History

Kokoreç entered Istanbul's late-night street-food scene from the Balkans and Asia Minor in the early 20th century, with the canonical operators clustering around Şampiyon Kokoreç on Beyoglu's pedestrian arteries from 1977. The dish is a regulated Turkish PDO product: only lamb intestine over 24cm in length and meeting strict cleaning protocols qualifies. Şampiyon Kokoreç, Karaköy late-night counters and the Beyoğlu after-midnight stands serve the canonical version.

Common allergens: Gluten

Make it at home

Yield 4Hands-on 1 hr 30 minTotal 3 hrDifficulty Advanced

Ingredients

  • 1.5kg lamb intestines (bağırsak), pre-cleaned by a Turkish or Halal butcher
  • 500g mixed lamb offal: heart, kidney, sweetbread, liver (in roughly equal parts), trimmed and cut into 3cm chunks
  • 2 lemons, juiced
  • 1 tablespoon salt for cleaning
  • 4 long flat metal skewers
  • 100g lamb fat or kuyrukyağı (tail fat), in small pieces
  • 100ml sunflower oil for brushing
  • 1 tablespoon dried oregano
  • 1 tablespoon Turkish pul biber (Aleppo pepper flakes)
  • 1 large ripe tomato, very finely diced
  • 1 small bunch flat-leaf parsley, finely chopped
  • Salt and freshly ground black pepper
  • 4 large Turkish bread rolls or half-baguettes

Method

  1. Rinse the cleaned intestines thoroughly inside and out.

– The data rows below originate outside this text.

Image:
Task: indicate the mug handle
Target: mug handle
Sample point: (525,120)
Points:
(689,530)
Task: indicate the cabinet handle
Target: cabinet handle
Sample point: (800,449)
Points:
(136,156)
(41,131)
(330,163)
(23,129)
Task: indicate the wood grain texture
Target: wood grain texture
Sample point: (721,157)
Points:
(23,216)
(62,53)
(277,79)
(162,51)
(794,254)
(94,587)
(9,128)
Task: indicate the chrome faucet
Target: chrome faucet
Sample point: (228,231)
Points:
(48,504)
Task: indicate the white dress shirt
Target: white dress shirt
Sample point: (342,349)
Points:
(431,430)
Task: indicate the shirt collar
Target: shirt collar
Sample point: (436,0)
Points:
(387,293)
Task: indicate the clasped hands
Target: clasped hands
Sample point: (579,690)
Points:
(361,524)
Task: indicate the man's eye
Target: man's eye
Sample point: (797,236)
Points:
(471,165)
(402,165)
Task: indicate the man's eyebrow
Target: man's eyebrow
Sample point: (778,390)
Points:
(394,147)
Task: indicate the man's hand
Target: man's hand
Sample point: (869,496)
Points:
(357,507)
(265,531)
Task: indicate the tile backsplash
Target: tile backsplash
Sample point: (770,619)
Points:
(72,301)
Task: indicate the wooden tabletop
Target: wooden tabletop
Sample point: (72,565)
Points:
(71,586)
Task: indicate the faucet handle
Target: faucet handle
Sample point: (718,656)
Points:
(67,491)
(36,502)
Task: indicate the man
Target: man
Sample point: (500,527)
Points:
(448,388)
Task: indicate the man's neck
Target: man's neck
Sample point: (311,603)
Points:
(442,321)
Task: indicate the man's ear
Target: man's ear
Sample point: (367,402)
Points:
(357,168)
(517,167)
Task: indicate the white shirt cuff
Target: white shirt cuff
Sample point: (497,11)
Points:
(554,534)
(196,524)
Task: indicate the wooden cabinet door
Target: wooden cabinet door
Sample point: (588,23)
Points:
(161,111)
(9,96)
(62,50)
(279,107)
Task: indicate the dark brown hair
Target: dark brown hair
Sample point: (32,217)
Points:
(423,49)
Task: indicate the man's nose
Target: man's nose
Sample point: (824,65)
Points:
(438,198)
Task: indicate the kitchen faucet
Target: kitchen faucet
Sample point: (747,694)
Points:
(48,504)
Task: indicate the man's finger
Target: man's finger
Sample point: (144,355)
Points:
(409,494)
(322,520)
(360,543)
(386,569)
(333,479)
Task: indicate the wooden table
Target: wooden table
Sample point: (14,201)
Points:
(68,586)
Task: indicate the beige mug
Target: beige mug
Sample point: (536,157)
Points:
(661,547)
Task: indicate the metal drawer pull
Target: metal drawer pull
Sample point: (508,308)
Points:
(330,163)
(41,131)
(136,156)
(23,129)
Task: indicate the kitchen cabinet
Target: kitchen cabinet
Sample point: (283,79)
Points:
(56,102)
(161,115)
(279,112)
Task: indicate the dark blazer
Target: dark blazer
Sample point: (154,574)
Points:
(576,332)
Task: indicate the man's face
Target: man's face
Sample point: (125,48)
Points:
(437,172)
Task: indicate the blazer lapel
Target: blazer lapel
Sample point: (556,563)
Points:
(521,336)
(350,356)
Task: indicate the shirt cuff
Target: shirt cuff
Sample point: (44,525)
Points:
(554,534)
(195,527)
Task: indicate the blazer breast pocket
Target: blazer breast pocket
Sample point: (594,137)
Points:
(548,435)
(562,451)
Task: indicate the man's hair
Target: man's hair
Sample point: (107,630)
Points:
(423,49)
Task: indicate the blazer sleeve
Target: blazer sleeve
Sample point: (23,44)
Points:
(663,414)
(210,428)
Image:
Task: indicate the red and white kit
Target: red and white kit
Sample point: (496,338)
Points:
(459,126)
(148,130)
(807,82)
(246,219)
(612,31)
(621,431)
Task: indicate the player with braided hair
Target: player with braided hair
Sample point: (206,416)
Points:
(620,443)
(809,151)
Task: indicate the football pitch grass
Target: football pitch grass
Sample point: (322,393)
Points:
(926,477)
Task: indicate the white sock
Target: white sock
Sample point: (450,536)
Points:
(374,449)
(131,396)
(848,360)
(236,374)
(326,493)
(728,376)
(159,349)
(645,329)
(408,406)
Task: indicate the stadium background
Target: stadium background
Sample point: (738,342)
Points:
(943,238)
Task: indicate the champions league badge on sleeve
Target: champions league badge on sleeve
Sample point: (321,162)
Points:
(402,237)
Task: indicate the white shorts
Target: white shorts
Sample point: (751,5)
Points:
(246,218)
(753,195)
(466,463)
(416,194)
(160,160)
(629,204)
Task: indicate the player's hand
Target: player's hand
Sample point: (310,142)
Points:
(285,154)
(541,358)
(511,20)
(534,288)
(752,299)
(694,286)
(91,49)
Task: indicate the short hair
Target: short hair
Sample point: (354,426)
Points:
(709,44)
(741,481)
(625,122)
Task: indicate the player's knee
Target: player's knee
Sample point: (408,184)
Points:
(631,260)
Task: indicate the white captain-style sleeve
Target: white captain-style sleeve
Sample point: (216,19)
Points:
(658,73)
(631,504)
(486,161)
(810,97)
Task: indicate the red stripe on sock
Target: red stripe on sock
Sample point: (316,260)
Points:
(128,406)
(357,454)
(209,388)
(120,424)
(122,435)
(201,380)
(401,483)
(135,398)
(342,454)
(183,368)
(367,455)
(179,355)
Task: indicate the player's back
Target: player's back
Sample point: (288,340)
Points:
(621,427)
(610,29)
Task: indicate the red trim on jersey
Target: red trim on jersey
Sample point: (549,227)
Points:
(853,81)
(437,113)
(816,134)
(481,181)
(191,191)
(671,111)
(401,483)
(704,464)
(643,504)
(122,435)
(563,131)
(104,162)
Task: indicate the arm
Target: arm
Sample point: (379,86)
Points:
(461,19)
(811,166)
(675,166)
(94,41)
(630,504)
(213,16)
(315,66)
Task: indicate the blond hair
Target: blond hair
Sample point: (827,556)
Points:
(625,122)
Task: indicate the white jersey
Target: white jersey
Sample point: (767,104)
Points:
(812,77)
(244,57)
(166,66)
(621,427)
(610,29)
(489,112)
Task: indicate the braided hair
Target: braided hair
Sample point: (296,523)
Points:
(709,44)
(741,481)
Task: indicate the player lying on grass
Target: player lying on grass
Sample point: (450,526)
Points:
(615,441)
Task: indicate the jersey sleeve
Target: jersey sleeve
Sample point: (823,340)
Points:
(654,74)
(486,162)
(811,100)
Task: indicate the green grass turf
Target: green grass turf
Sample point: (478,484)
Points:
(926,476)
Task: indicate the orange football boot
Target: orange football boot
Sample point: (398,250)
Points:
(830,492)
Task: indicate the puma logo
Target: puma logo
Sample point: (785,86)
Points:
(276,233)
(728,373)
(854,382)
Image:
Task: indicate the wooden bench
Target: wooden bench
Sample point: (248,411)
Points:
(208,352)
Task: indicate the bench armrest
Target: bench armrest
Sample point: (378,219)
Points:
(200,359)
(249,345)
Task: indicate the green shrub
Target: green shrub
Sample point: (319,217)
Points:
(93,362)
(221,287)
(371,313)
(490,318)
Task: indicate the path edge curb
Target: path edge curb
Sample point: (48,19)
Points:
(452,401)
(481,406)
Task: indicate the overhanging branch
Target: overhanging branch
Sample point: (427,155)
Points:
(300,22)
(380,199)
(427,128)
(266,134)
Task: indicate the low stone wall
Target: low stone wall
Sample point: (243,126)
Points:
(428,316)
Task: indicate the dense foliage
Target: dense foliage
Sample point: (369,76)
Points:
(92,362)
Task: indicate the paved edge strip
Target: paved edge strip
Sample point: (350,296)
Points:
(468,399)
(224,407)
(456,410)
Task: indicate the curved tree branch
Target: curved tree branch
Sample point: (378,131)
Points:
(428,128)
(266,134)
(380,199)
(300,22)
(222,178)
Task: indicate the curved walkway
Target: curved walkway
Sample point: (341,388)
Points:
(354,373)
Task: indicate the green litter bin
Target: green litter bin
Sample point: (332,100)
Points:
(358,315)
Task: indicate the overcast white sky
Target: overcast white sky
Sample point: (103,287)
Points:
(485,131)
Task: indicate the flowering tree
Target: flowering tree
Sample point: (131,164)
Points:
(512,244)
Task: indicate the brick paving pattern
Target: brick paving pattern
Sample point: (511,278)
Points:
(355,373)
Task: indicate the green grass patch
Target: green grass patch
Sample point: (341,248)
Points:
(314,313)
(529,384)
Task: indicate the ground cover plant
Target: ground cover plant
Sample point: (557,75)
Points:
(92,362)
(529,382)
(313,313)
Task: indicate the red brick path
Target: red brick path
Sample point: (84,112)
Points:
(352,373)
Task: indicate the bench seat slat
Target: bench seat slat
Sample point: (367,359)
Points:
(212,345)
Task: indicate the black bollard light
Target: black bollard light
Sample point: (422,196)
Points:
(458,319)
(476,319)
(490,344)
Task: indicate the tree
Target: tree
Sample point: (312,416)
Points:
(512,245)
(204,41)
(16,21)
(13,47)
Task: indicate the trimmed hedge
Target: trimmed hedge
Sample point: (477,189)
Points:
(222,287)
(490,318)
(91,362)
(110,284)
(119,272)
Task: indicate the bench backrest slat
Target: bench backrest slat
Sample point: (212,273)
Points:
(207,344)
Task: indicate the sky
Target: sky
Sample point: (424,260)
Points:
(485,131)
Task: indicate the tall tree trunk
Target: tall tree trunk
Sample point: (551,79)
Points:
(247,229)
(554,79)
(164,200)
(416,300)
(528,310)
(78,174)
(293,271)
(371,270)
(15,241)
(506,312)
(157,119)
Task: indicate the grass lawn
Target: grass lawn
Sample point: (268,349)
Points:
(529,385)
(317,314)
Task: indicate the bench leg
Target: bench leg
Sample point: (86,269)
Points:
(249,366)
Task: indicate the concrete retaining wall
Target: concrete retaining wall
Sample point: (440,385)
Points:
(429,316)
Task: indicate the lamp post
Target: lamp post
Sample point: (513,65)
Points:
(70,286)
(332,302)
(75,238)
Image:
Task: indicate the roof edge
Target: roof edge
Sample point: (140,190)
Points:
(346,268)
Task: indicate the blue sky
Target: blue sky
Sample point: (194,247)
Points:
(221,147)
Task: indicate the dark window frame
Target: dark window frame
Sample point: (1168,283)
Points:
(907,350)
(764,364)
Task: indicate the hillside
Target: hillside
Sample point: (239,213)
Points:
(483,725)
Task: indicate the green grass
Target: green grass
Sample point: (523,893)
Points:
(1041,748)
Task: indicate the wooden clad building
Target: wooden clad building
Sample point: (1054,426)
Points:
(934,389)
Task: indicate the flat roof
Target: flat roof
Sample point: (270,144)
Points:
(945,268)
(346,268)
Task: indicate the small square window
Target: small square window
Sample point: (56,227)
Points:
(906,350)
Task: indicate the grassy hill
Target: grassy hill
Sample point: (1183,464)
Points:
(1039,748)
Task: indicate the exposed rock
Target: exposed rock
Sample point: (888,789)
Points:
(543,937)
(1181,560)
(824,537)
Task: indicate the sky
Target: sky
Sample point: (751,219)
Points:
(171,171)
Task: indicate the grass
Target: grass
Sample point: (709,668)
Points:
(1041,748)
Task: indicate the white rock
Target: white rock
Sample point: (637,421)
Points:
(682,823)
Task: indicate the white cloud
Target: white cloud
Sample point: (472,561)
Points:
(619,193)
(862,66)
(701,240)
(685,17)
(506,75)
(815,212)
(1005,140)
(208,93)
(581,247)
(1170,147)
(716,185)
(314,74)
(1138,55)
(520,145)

Soak in cold water with lemon juice and a tablespoon of salt for 1 hour. Rinse again.
  2. Thread the offal chunks tightly onto two of the skewers, alternating with pieces of lamb fat. Pack firmly so the kebab is dense.
  3. Take the long intestine and wrap it tightly around the offal-loaded skewers in a continuous spiral, tucking the ends in. The intestine should completely encase the offal.
  4. Light a charcoal grill and let it burn down to a hot bed of glowing coals.
  5. Set the wrapped skewers on the grill. Cook 60 to 75 minutes, turning regularly, brushing with sunflower oil. The intestine should crisp to deep brown all over and the offal cook through.
  6. Lift onto a heavy wooden board. Chop the kokoreç finely with a cleaver into small pieces.
  7. Scatter oregano, pul biber, diced tomato, parsley, salt and pepper over the chopped kokoreç and toss together briefly on the hot board.
  8. Stuff into split warm bread, eat immediately at the bar.

Tip from the editors. Pre-cleaned lamb intestine from a Halal or Turkish butcher is essential; the cleaning is unpleasant.